1. High heels can cause sprained ankles and feet as well as broken bones. Injuries involving high-heeled footwear doubled in the U.S. between 2002 and 2012, researchers learned, during which time American women suffered more than 123,355 mishaps severe enough to warrant a trip to the emergency room. Those fashionable pumps and strappy sandals can affect gait, balance, and range of foot motion, warns lead investigator Gerald McGwin, and it's important to "understand the risks and the potential harm that precarious activities in high-heeled shoes can cause."
2. Belly fat is a serious health concern, even if you're thin. Men and women with excess weight around the middle are significantly more likely to die from heart disease than adults whose fat is more evenly distributed, a Mayo Clinic study revealed, no matter where they tip the scales. Even in people with a "normal" body mass index — a weight-height ratio — belly blubber is linked to a buildup of deeper visceral fat that wraps around internal organs, increasing the risk for heart attack, stroke, and type 2 diabetes. "We need to talk about waist loss," says cardiologist Paul Poirier, "not weight loss."
3. Sitting may be worse for us than smoking. A study revealed that remaining sedentary for extended periods can dramatically increase the risk for chronic health issues, including heart disease, diabetes, and depression. Not only that, but the negative effects of prolonged sitting aren't offset by intense exercise before or after work. People with desk jobs should be on their feet for at least two hours daily, either by taking occasional strolls or using a standing desk. "We are creatures of habit," says co-author Gavin Bradley, "and we have come to the wrong conclusion, that sitting is the optimum way of conducting office work."
4. Shift work can be unhealthy, increasing the risk of heart disease, obesity, and metabolic disorders. Researchers in Finland tracked airline employees and found that people who worked nights or irregular hours slept less than peers who were scheduled for the regular business day. Beyond that, "it seems that shift work itself strongly affects workers' eating habits," says study leader Katri Hemio, noting they ate fewer vegetables and consumed more fat. One way to address the problem, experts say, is to stock workplace vending machines with healthier foods and provide refrigerators, so employees can bring healthier meals from home.

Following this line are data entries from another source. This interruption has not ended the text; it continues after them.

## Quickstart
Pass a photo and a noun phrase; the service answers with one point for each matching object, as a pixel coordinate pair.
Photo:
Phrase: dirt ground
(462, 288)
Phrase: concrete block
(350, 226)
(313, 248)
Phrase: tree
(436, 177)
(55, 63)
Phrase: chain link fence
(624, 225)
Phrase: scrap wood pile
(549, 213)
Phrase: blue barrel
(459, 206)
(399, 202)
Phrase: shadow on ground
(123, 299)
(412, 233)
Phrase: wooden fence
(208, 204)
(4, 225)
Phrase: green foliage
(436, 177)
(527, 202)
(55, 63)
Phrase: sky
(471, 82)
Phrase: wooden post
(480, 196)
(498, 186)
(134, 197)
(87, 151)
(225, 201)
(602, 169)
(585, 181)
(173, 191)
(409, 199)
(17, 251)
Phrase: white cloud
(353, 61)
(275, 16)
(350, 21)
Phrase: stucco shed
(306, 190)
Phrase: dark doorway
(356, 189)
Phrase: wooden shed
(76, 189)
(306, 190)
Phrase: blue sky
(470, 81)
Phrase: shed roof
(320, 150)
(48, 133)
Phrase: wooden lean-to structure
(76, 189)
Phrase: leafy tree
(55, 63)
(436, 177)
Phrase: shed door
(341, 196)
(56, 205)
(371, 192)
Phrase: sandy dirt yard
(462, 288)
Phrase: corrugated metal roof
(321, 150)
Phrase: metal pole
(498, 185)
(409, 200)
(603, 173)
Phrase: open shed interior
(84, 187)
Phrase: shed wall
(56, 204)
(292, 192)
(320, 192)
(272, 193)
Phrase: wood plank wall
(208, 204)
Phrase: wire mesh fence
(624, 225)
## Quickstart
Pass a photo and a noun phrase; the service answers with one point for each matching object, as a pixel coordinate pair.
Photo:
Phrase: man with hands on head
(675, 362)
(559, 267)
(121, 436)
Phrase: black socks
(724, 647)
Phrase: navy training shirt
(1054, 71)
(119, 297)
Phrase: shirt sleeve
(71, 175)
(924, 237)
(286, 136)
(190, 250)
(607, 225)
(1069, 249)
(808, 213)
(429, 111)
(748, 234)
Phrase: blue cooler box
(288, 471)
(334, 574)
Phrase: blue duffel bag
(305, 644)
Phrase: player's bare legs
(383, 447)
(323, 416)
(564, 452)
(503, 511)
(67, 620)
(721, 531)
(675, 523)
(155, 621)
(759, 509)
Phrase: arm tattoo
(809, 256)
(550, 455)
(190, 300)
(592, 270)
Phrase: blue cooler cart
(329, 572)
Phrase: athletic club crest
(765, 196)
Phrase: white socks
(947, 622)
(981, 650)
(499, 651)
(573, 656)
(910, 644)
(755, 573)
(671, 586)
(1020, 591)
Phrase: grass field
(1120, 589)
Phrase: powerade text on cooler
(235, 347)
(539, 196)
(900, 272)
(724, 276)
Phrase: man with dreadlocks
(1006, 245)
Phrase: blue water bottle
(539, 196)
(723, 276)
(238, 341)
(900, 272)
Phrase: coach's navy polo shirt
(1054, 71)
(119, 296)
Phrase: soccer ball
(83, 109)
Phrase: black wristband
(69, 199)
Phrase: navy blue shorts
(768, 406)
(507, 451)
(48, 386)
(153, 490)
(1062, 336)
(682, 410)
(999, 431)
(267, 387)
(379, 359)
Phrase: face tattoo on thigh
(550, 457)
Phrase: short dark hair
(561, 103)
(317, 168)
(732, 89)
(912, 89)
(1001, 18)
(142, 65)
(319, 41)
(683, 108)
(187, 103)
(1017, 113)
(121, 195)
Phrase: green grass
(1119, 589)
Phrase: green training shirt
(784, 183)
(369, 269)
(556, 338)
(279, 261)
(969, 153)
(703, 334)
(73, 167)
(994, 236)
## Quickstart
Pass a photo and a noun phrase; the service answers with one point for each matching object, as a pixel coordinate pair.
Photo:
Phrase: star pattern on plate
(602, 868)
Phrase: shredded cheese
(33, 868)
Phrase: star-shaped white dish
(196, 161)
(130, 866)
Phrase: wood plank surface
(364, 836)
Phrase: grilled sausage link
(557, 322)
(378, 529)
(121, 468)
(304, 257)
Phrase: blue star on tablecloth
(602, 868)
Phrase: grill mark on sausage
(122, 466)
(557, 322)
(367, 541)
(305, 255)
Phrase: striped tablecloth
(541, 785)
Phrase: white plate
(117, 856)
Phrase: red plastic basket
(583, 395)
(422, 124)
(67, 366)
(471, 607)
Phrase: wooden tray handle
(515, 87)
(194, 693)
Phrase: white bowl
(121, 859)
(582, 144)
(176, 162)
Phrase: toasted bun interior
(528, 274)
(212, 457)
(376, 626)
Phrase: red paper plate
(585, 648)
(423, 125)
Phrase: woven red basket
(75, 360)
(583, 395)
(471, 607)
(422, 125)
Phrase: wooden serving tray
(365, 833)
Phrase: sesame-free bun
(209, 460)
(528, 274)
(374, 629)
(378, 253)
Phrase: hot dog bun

5. Zip lines are dangerous. As more and more people soar above ground while suspended from a wire, an alarming number are getting hurt. A study of a Consumer Product Safety Commission database revealed that the injury rate from zip lines surged by more than 50 percent between 2009 and 2012. Most accidents occurred at commercial courses, but roughly 30 percent were on amateur "backyard" setups. Young children accounted for almost half the injuries, which usually involved broken bones sustained during falls or collisions. The rate and severity of zip line injuries, says researcher Tracy Mehan, suggests "this activity is much more like an adventure sport."
6. Dietary supplements can land you in the hospital. They're responsible for at least 23,000 emergency room trips and 2,100 hospital admissions in the U.S. every year, a study found, suggesting these loosely regulated "natural" substances aren't always safe. After analyzing 10 years of data, researchers established that 65 percent of these ER visits were prompted by chest pain, palpitations, and dizziness. The worst offenders were herbal formulas promising to accelerate weight loss, boost energy, or enhance sex drive, all of which are laced with stimulants. "Many Americans take dietary supplements in an effort to stay healthy," says study author Andrew Geller of the Centers for Disease Control and Prevention, "but these products can cause harm."
7. Loneliness increases the risk of death by up to 14 percent, a University of Chicago study found. The stressful pangs of unwanted solitude trigger the "flight or fight" response, causing inflammation and cellular changes that disrupt the production of white blood cells that protect the body from illness. Social isolation does improve the body's ability to fight harmful bacteria, but it also makes people more susceptible to viral infections. "The lonelier one is and the longer one is lonely," author John Cacioppo says, "the greater the negative effects."